Anggota Komisi IV DPR Usul Penambahan Hukuman di UU Perlindungan Satwa

Angga Laraspati - detikNews
Jumat, 15 Okt 2021 18:17 WIB
Wasekjen PKB Daniel Johan (Gibran/detikcom)
Foto: Wasekjen PKB Daniel Johan (Gibran/detikcom)
Jakarta -

Anggota Komisi IV DPR RI Fraksi PKB, Daniel Johan mengatakan saat ini harus ada peningkatan urgensi tentang UU untuk melindungi hewan. Menurutnya, kejahatan atau tindakan penyiksaan terhadap hewan tidak hanya menunjukan kepribadian yang buruk, tapi juga menjadi indikasi seseorang memiliki gangguan mental.

"Antara kejahatan dan penyiksaan hewan dengan keamanan manusia sangat berhubungan. Kejahatan hewan berada di peringkat ke-3 setelah narkotika dan perdagangan orang," tutur Daniel dalam keterangan tertulis, Jumat (15/10/2021).

"Berarti sudah sangat serius dan sudah sepatutnya diambil langkah-langkah hukum termasuk pengesahan UU perlindungan hewan yang baru dan sesuai dengan kondisi saat ini.
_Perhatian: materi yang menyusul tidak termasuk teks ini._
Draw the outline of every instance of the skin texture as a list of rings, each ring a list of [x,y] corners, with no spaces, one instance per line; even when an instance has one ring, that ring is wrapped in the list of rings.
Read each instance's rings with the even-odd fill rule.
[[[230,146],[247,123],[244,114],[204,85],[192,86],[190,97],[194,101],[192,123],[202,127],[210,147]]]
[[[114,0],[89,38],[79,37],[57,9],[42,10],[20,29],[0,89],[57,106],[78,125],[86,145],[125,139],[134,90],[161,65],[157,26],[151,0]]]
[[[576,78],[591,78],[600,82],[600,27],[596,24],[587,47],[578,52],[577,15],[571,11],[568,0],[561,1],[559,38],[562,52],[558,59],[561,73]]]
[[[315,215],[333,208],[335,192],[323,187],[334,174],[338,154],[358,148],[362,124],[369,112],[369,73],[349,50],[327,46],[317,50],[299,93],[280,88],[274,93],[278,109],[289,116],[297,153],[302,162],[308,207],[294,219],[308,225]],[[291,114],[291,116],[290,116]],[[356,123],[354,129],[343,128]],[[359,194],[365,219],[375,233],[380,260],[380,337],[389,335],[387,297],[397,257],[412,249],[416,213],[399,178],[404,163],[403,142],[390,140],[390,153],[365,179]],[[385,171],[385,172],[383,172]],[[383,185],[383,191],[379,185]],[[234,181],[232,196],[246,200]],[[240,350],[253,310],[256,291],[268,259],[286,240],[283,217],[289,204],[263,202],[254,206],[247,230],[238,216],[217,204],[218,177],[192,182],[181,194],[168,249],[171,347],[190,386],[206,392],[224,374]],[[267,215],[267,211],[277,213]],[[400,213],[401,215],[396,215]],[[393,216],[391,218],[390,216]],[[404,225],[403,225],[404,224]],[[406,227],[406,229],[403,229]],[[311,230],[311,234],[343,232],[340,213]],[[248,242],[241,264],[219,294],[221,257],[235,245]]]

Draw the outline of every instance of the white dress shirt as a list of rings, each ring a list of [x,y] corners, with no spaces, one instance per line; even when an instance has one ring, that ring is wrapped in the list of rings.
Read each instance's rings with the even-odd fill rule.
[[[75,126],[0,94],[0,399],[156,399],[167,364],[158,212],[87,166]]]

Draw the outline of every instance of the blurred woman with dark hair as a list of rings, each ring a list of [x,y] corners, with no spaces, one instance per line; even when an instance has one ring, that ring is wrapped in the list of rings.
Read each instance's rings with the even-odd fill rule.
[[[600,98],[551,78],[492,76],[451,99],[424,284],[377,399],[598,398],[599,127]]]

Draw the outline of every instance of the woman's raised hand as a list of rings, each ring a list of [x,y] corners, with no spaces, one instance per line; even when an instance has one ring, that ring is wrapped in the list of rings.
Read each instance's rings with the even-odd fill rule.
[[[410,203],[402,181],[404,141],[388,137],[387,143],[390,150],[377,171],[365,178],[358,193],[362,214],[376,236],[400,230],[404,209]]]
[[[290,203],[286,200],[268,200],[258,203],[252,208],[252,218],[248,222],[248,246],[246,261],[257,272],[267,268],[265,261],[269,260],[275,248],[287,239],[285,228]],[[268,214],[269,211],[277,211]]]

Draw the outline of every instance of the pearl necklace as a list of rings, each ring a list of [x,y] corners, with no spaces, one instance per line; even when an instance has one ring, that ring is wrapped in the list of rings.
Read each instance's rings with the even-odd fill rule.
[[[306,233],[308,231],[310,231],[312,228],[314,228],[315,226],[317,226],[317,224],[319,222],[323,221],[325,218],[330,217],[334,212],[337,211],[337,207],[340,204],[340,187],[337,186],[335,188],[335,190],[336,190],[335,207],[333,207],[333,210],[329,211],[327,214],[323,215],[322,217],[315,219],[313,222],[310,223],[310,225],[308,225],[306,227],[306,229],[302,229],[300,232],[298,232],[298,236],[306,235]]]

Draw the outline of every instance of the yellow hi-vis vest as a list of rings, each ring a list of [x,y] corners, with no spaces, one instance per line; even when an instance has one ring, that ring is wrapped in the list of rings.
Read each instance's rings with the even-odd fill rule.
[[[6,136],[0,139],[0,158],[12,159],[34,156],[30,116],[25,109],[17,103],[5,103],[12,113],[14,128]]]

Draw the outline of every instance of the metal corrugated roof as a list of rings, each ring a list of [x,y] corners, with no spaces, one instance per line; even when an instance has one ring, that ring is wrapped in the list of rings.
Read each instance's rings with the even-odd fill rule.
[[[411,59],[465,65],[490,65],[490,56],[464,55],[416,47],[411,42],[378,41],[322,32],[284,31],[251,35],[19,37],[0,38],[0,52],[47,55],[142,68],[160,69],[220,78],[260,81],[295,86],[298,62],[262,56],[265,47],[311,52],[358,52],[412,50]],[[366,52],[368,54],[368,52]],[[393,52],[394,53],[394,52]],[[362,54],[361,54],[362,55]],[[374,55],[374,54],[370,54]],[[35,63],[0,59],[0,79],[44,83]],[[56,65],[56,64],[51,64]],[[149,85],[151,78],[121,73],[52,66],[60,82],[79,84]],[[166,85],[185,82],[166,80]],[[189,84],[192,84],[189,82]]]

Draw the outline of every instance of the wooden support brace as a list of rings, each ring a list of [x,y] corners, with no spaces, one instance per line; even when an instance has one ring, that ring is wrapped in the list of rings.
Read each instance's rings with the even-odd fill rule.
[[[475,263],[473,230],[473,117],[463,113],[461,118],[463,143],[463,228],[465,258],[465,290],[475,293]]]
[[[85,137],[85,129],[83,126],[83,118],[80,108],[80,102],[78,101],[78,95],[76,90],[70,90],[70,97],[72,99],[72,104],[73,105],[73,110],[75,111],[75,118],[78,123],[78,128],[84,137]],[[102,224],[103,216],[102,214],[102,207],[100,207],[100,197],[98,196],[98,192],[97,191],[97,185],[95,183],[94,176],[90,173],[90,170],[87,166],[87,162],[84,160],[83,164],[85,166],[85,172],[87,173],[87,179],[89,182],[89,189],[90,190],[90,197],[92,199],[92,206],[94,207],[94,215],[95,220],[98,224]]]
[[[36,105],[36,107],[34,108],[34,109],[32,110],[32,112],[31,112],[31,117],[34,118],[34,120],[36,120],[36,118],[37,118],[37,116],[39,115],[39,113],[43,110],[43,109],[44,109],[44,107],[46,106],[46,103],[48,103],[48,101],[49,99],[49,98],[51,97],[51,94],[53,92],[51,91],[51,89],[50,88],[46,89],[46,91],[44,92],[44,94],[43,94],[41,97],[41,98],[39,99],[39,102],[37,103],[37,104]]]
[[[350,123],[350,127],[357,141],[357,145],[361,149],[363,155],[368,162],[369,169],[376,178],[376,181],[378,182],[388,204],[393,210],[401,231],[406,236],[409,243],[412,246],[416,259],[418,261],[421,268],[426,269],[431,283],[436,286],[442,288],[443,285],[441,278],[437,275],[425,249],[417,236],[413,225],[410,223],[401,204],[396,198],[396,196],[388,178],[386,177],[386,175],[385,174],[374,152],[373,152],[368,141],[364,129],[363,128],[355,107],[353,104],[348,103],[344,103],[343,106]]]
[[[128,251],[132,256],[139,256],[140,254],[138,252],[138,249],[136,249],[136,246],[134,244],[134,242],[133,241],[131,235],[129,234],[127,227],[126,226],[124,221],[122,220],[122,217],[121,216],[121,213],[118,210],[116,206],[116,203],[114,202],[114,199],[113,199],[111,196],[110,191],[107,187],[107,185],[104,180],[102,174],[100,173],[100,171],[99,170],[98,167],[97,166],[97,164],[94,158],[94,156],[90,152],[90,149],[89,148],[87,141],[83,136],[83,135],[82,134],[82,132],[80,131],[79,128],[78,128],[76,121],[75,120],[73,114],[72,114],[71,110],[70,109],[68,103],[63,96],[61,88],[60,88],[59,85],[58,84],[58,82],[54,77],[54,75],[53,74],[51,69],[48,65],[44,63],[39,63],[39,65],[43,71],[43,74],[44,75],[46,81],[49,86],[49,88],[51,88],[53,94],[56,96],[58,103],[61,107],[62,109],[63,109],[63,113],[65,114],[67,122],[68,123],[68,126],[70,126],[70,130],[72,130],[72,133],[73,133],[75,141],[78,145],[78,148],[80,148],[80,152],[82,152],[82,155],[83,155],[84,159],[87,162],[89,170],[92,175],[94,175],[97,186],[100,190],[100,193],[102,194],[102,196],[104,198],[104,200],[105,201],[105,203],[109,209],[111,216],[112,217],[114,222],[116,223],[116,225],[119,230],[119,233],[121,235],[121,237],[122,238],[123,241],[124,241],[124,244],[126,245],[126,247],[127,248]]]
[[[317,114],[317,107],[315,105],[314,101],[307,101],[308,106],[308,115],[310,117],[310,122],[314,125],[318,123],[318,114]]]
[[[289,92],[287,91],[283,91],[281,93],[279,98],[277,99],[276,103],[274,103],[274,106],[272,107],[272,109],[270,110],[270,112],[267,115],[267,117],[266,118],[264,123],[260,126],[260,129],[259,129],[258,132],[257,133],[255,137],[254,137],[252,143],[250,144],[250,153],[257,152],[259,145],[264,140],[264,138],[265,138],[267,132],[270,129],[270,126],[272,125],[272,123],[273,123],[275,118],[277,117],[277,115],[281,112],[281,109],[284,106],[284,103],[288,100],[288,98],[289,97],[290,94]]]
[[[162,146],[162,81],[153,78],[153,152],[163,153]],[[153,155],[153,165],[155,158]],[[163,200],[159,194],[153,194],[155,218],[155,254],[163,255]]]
Bukan lagi RUU atau UU terhadap perlindungan satwa yang masih mengacu pada masa kolonialisme," imbuhnya.

Daniel menambahkan UU yang saat ini ada belum maksimal perlindungannya terhadap satwa. Selain itu, sosialisasi pemerintah terkati UU itu untuk sampai ke masyarakat masih kurang sehingga masih banyak terjadi kasus kejahatan terhadap satwa.

Ia menuturkan perlu adanya sosialisasi dengan badan dan aparat terkait agar pelanggaran kejahatan dan penyiksaan satwa dapat diproses secara hukum. Saat ini justru organisasi-organisasi non-government yang banyak membantu menyosialisasikan UU tersebut baik melalui edukasi langsung maupun melalui sosmed.

"Harus banyak dilakukan sosialisasi dan edukasi terhadap masyarakat karena masalah ini adalah masalah yang serius. Edukasi saat ini banyak dilakukan oleh organisasi dan yayasan serta komunitas yang seharusnya menjadi tugas pemerintah," ujar Daniel.

Ia melanjutkan pembahasan RUU perlindungan hewan masih belum jelas pembahasannya. Karenanya sudah harus segera masuk dalam perumusan final agar dapat segera disahkan dan disosialisasikan.

Penambahan hukuman, lanjut Daniel, harusnya dapat disesuaikan dengan kejahatannya, artinya untuk kasus pelanggaran kejahatan hewan harus dibuat tingkatan dengan hukuman atau denda yang sesuai. Sebab kejahatan hewan dan pelanggaran yang dilakukan pemilik hewan juga beragam.

"Kita sebagai masyarakat sudah tidak pada tempatnya lagi melakukan kejahatan terhadap satwa, pada dasarnya satwa tidak dapat melakukan kejahatan, jadi karakter manusianya lah yang harus dirubah. Ada aturan di luar KUHP yang menyebutkan bahwa masyarakat dapat melaporkan tindakan kekerasan pada hewan," tutur Daniel.

Menurut Daniel, yang dibutuhkan tinggal laporannya saja ditindaklanjuti oleh aparat terkait. Oleh karena itu, sebagai masyarakat harus ada tanggung jawab turut menjaga ekosistem alam tempat berada termasuk hewan dan satwa di dalamnya.

"Untuk pemerintah, negara lain sudah meningkatkan kesejahteraan hewannya, banyak aturan dan undang-undang negara lain seperti Singapura dan Malaysia yang sudah memiliki UU perlindungan hewan yang kuat dan dijalankan," kata Daniel.

Ia melanjutkan UU Perlindungan Satwa, bukan hanya akan melindungi hewan, tetapi juga melindungi masyarakat dari tindakan kejahatan pelaku penganiayaan atau kekerasan hewan yang dapat meningkat pada kejahatan terhadap manusia, sehingga memberikan rasa ketidaknyamanan bagi masyarakat dan lingkungannya.

"Pemerintah harus bersama-sama dengan masyarakat meningkatkan kesejahteraan hewan dan perlindungan terhadap satwa baik domestik, satwa liar dan satwa dilindungi sebagai bagian dari pembangunan karakter bangsa itu sendiri," pungkasnya.